# Another excuse for not making pens



## GaryMGg (Jul 19, 2011)

I've been pre-occupied with things that have prevented me from making pens. My current work is creating a ton of pen blanks from the walnut, cherry and curly maple off-cuts I'm producing.
They'll be on sale for a really low price soon.
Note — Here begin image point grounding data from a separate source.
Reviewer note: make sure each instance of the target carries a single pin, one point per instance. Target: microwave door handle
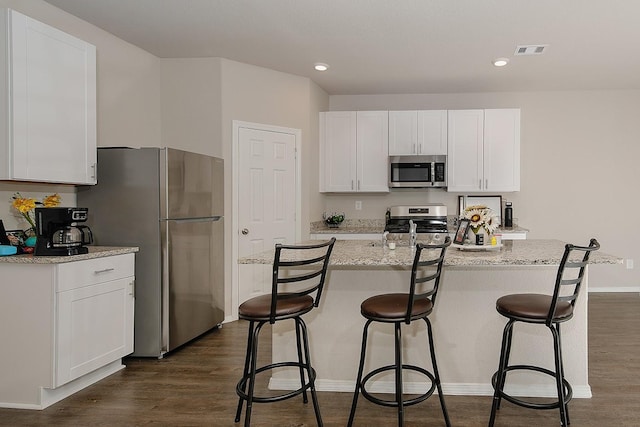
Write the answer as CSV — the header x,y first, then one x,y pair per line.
x,y
433,174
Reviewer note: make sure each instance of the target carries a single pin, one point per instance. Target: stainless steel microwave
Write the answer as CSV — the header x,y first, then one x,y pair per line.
x,y
418,171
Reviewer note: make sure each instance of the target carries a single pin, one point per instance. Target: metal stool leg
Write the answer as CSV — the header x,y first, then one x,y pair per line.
x,y
501,374
398,369
436,374
245,372
252,373
299,348
356,393
557,352
310,373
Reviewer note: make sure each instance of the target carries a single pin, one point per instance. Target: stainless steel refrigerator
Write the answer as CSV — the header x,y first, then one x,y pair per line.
x,y
170,203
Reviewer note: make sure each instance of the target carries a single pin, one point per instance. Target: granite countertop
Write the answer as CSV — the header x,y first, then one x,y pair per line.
x,y
375,226
370,253
94,252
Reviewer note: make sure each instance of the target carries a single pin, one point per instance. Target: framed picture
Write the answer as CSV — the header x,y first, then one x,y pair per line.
x,y
16,237
463,226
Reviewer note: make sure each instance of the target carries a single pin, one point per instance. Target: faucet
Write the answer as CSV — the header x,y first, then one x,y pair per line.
x,y
412,234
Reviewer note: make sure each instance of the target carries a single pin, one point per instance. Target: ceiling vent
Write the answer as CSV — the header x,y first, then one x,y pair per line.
x,y
531,49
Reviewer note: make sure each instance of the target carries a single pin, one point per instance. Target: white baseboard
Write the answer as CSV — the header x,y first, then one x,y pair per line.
x,y
454,389
630,289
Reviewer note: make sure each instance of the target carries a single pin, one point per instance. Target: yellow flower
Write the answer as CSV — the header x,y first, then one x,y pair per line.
x,y
51,201
481,216
24,205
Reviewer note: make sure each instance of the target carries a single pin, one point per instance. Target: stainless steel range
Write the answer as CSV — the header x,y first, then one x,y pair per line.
x,y
430,220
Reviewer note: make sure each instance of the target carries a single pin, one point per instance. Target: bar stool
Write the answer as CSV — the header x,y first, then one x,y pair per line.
x,y
400,308
303,267
548,310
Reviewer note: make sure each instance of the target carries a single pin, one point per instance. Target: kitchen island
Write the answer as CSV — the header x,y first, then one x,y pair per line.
x,y
467,328
67,321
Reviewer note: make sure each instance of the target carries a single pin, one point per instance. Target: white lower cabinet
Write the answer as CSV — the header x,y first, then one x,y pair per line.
x,y
48,92
71,325
483,150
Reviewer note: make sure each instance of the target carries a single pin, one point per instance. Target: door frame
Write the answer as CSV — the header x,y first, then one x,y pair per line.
x,y
235,164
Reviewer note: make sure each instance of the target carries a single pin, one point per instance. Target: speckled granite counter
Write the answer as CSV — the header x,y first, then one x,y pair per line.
x,y
349,226
94,252
367,253
374,226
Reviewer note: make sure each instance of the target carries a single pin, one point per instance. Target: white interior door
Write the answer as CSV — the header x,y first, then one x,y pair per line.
x,y
266,201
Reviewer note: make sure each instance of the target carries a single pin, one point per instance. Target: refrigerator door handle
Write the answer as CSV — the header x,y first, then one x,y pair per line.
x,y
202,219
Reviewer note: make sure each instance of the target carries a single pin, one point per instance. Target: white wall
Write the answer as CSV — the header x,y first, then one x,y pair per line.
x,y
192,105
579,167
260,95
128,86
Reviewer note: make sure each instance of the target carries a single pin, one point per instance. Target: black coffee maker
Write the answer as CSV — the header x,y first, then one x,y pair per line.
x,y
58,234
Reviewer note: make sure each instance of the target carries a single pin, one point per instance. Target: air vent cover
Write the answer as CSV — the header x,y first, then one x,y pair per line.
x,y
531,49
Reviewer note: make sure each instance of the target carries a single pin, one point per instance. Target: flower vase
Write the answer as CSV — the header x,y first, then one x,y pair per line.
x,y
30,241
478,237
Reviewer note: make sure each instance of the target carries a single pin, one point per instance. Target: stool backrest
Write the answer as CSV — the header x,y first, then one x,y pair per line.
x,y
427,267
569,277
302,268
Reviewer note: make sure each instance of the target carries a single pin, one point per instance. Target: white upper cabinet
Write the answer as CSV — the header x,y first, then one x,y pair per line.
x,y
354,151
48,122
417,132
502,150
484,150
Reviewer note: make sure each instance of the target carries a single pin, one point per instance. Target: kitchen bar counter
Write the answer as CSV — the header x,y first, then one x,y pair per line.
x,y
467,328
369,228
368,253
94,252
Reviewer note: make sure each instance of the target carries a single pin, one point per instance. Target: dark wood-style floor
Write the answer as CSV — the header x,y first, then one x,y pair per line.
x,y
195,386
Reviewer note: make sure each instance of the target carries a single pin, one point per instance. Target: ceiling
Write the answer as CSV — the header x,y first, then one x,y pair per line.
x,y
391,46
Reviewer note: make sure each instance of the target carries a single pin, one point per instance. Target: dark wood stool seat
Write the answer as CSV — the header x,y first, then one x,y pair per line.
x,y
532,308
393,308
303,267
399,308
548,310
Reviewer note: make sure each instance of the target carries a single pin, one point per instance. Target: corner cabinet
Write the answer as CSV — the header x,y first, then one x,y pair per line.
x,y
417,132
68,326
48,121
483,150
354,151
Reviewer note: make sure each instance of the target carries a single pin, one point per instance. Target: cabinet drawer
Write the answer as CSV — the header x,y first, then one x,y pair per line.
x,y
74,275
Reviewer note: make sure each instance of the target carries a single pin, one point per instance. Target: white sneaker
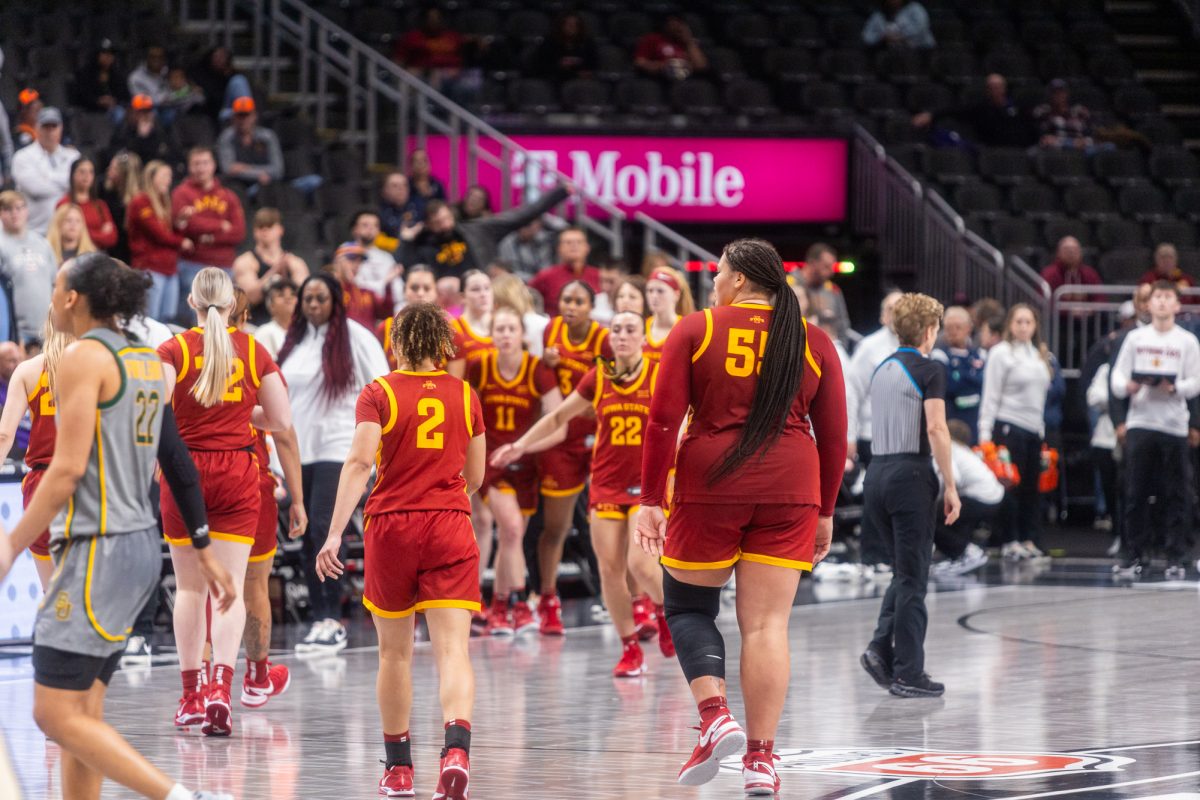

So, I'm fixing up an older condo. This is what I've been working on:

https://picasaweb.google.com/GaryMG/CondoRenovation

Look for the photo with a caption including "Wolf" -- natural wood always produces cool surprises.

Thanks for looking.


----------



## MOtrooper (Jul 19, 2011)

The renovations look great, hope you are able to get back to turning soon!


----------



## johncrane (Jul 19, 2011)

Gary! good to here from you, that wolf is easy too see i'm thinking Ebay for some hard earned


----------



## nava1uni (Jul 20, 2011)

What a lot of work.  Thanks for sharing the photos.  It really is looking good and starting to come together. Just like having a blank canvas.  Have fun creating.


----------



## fiferb (Jul 20, 2011)

Gary, you've been busy! I can't believe you got rid of all the pink cabinets and walls as well as the blueberry carpet. I didn't see any pics of the new workshop, or was that the one where you're planing the board on the table?


----------



## bitshird (Jul 20, 2011)

Geez Gary that looks like a lot of work, but worth all of it, you can hire on here when your through with yours.


----------



## SGM Retired (Jul 20, 2011)

Gary,  great looking renovation job your doing. Looks like you have forgoten the dust collection system and multiple 110v outlets for the lathes that we could bring when you host the Southeast IAP Pen Turning event. Just kidding, great job and thanks for your support for our Troops. 
Gary


----------



## glycerine (Jul 20, 2011)

Hey, I like what you've done with the place!  That "Gators" sign can get thrown out now though...


----------



## 76winger (Jul 20, 2011)

Definitely a lot of work. Bet ya can't wait to be done and get back to turning!


----------



## GaryMGg (Jul 20, 2011)

Thanks for the nice words y'all.
My wife was glad she wasn't here when I turned the kitchen table into a planing bench. 
At least, that's what she said when I showed her *that* photo :biggrin:
Bruce, this condo is about 3 hrs. from the homestead so I'm using that shop for the heavy lifting and I've rented a `skip' for temporary nearby working quarters.
The most redeeming feature of this condo is that it's on A1A across the street from the ocean and about a mile from Patrick AFB.
Gary, we can do burgers and beer here but not turning.
I'll post an update when I make some more major progress.
Thanks again.


----------



## Displaced Canadian (Jul 20, 2011)

Pink tile and pocket doors, gotta love the 70's


----------